Cet homme, malgré son apparence, semblait sensé dans ses propos. Le seul moyen était de vérifier ses dires.

- De toute façon , vous n'en demordrez pas. Je vous suis.

L'homme eut l'air surpris de sa réaction mais il avança malgré tout, droit sur la maison. Devant la porte, celui-ci glissa la clef dans la serrure et celle-ci se dévérouilla.

- Stop ! N'entrez pas. Refermez la porte, s'il vous plait. Je vous crois. Nous allons discuter de tout cela.

Il ne devait pas le faire fuir. Si la maison était celle de son ami, et cela semblait être le cas, cela changeait pas mal de choses. D'où sortait Lucas Bosc ? L'emmener au Commissariat pouvait l'angoisser et il avait besoin d'informations.
L'homme retira la clef et glissa le trousseau dans la poche de son jean souillé .

- Je préférerais éviter le commissariat, et j'ai bien besoin d'un café, vous me l'offrez, lui demanda l'homme.

- J'ai une meilleure idée. J'habite pas loin. Nous pourrons discuter et vous pourrez prendre une douche.

- J'en ai pris une hier, ce sont mes habits qui puent, ricana-t-il en lui emboitant le pas.

Cet homme n'avait pas le profil d'un SDF. Ses habits étaient usés et tachés, mais lui était propre, aucune odeur d'alcool ou de shit. Dans la voiture, à ses côtés, il ne disait rien. Quand l'inspecteur se stationna, il le suivit sans un bruit. Dix minutes après, ils étaient attablés devant une tasse de café.

- Parlez-moi de ce Thomas, s'il vous plait. J'ai besoin de comprendre.

- Est-ce l'inspecteur qui parle ou l'homme ?

- Cela fait un moment que je n'arrive plus à les dissocier. Pourquoi avez-vous ses clefs ?
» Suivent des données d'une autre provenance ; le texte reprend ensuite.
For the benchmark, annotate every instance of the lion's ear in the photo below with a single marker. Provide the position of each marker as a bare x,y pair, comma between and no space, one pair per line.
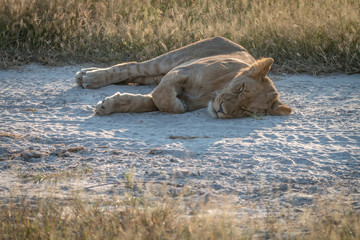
279,109
261,67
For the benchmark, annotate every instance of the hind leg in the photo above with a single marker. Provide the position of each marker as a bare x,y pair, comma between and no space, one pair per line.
126,102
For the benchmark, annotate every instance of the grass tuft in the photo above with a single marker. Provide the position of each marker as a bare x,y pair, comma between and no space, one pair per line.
302,36
171,218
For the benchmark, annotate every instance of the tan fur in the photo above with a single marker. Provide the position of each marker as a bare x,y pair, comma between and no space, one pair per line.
214,72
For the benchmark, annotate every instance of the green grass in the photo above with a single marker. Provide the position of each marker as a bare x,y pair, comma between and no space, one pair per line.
301,35
164,217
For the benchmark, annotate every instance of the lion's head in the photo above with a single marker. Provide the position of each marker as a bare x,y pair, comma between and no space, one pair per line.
250,93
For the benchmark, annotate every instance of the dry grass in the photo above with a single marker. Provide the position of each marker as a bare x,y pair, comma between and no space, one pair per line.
169,218
303,36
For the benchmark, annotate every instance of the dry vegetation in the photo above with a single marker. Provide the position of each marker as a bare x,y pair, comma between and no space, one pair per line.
169,218
302,35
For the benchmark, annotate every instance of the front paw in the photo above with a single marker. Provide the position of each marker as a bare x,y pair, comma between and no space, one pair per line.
103,108
88,78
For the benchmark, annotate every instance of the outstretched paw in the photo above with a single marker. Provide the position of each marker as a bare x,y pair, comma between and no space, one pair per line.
90,78
103,108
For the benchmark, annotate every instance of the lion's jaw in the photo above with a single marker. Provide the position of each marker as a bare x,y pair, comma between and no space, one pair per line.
250,93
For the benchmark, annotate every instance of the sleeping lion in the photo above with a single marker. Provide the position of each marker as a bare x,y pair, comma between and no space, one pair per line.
215,73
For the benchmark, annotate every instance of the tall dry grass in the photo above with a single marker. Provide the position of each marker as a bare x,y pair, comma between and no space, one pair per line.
302,35
170,218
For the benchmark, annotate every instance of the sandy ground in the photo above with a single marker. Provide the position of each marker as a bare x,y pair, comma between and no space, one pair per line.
47,127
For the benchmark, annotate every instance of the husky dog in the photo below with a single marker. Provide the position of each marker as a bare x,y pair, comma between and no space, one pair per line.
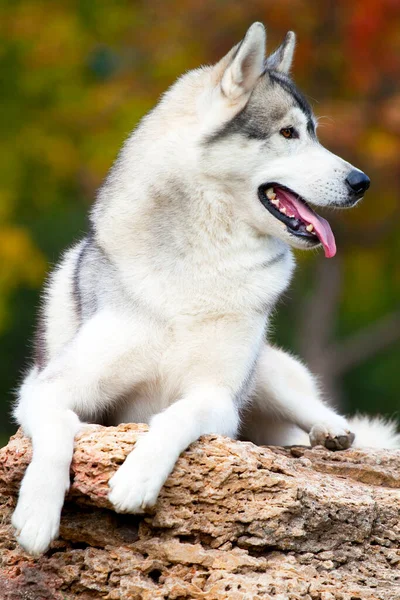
159,315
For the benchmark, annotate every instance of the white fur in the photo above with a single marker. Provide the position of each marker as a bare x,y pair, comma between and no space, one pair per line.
176,287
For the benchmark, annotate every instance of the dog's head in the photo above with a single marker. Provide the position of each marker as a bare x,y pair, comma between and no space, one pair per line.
250,131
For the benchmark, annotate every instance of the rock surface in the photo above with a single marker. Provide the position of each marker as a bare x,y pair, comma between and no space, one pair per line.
233,521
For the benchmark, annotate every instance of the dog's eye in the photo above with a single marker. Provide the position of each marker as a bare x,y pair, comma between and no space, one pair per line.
289,133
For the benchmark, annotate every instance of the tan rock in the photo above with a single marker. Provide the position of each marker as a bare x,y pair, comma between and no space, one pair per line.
233,521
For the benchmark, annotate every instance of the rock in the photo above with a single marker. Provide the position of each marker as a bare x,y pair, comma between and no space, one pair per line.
233,521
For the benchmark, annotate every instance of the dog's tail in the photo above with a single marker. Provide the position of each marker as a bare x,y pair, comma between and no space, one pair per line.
374,432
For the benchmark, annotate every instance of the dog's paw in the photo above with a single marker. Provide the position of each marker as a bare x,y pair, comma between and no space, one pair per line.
36,518
137,483
36,525
332,437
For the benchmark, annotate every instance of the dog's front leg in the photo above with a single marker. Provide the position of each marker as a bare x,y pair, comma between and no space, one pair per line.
287,392
204,409
87,377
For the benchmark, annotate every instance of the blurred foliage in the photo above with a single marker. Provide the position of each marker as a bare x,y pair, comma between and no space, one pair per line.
77,77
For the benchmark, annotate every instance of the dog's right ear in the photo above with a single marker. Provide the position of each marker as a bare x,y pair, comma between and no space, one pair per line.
246,64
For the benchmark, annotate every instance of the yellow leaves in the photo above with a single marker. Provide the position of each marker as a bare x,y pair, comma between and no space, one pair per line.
21,261
381,147
52,150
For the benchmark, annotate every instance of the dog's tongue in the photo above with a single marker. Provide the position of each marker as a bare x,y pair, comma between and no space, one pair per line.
321,226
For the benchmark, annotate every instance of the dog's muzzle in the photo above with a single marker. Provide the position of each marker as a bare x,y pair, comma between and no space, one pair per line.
358,183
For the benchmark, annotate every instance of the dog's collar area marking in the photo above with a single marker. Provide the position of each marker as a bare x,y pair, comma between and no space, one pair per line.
299,218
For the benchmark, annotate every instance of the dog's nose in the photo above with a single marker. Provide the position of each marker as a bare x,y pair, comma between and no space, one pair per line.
358,182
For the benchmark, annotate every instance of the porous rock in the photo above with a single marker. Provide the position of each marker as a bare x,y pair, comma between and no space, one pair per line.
234,520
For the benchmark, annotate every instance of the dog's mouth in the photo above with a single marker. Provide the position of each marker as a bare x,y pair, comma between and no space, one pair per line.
300,220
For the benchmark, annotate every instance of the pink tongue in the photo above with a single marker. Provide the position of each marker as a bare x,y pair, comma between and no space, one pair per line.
321,226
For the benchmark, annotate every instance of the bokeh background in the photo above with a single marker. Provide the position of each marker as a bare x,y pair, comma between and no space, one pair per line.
77,77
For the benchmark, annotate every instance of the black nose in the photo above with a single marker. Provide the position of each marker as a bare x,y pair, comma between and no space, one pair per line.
358,182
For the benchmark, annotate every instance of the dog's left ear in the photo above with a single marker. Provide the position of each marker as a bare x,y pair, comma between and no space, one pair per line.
281,60
246,64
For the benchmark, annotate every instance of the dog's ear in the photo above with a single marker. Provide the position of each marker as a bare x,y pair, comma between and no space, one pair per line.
281,59
246,63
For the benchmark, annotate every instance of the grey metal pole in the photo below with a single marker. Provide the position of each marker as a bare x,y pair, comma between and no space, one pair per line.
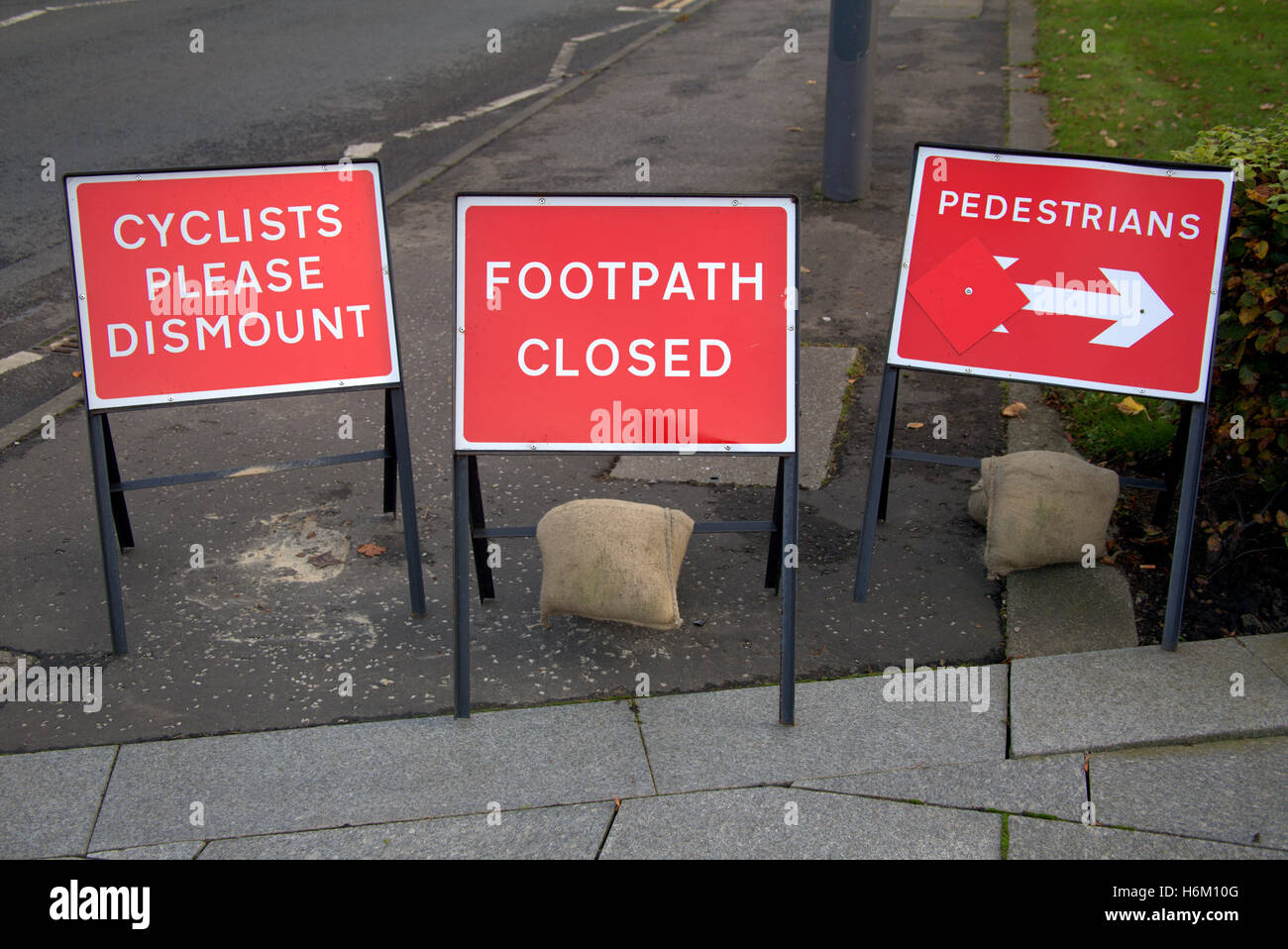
848,123
1184,528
L'homme le regarda comme s'il se demandait comment lui expliquer cela. Pas l'ombre d'une inquiétude dans sa posture. Il avala une nouvelle gorgée de café.

- Thomas est ce que je peux appeler mon ami. Je ne connais pas son nom de famille, mais cela n'a aucune importance. Il passe tous les jours me voir dans le coin où je dors. Pas de temps en temps, hein ? Tous les jours. Il ne vient pas pour me filer à bouffer, il vient juste parler. Depuis Mars. Et depuis dix jours, plus une visite, rien.

- Savez-vous s'il a une voiture ? Une Renault Kangoo, précisé-je en regardant mes notes.

- Ah, non. Il n'avait pas de voiture. Il peinait à payer son loyer.

- Et donc ces clefs ?

- L'autre soir, enfin dans la nuit, j'étais passé dans la soirée pour voir si Thomas était là. Et parce que je voulais le guetter, s'il rentrait, je me suis allongé pas loin. Un bruit m'a sorti du sommeil. Au niveau des poubelles. Un truc de jeté, on connaît ce bruit nous autres. Cela peut être une conserve ou un truc qui marche plus pour vous ...bref. Je n'ai aperçu qu'une ombre. Je me suis levé et j'ai été voir. Il y avait le porte-clés de Thomas. Sur le dessous.

- Vous êtes sûr que c'est le sien ?

- Certain, c'est moi qui lui ai donné. Et puis, vous avez bien vu que cela ouvre sa porte.